Be the garbage-less change you wish to see in the city
This has shown that unfortunately, it is only when one is fined that there is a change in behaviour or a stop to an offending habit
Dumping trash in nullahs has cost hundreds of city residents R200 each since last week. According to the B rihanmumbai Municipal Corporation (BMC), their nuisance detection squads started fining people after spreading awareness for a week and have so far collected a total of R1,27,500 from four of the 24 municipal wards, this paper stated in a report.
The civic body's top brass has claimed that the fines are being levied with an aim to bring about a change in people with reference to their attitude towards sanitation. BMC Commissioner Praveen Pardeshi has said the civic body's main focus is on areas around slums and near nullahs as people living there are the major reason for the problem.

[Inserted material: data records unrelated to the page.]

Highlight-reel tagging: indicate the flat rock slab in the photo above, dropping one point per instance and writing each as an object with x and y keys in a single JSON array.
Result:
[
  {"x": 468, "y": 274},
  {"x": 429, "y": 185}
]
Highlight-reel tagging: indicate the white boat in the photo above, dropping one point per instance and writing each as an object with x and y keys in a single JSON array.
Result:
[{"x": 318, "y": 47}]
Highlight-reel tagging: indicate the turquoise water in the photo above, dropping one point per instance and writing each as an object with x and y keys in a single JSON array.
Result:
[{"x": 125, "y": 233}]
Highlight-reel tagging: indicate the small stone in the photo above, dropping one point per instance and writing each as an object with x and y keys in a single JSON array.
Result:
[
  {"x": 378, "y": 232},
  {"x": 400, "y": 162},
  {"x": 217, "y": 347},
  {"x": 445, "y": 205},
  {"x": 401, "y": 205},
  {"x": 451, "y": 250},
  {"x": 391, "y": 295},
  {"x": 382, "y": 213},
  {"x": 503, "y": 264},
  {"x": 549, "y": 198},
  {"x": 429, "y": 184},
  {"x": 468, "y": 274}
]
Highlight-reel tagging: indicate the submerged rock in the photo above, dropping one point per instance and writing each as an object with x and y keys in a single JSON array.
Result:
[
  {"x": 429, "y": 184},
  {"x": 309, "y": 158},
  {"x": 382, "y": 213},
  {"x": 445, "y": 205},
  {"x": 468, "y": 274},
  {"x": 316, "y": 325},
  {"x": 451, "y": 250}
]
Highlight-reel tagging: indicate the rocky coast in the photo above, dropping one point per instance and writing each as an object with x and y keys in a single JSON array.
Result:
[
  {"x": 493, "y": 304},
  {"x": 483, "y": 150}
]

We welcome the fines and it is good to know that sizeable amounts have been collected. It shows that the BMC squads are vigilant. However, all checks and balances with reference to this squad must be done and they should not transform into the terror of the clean up marshals that we faced earlier.
This has shown that unfortunately, it is only when one is fined that there is a change in behaviour or a stop to an offending habit.
It is a mirror to the entire cleanliness situation in the city. Garbage will stop being thrown only when there are punishments that pinch the pocket.
This should not be the case, though realistically it is. With so many awareness campaigns and real life examples in front of us, flooding because of choked nullahs and loss of life because of that, change has to come from within, rather than being enforced.
The BMC may even widen their fine campaign, one cannot say. Meanwhile, let us try to be the change we wish to see in Mumbai, fine or no fine.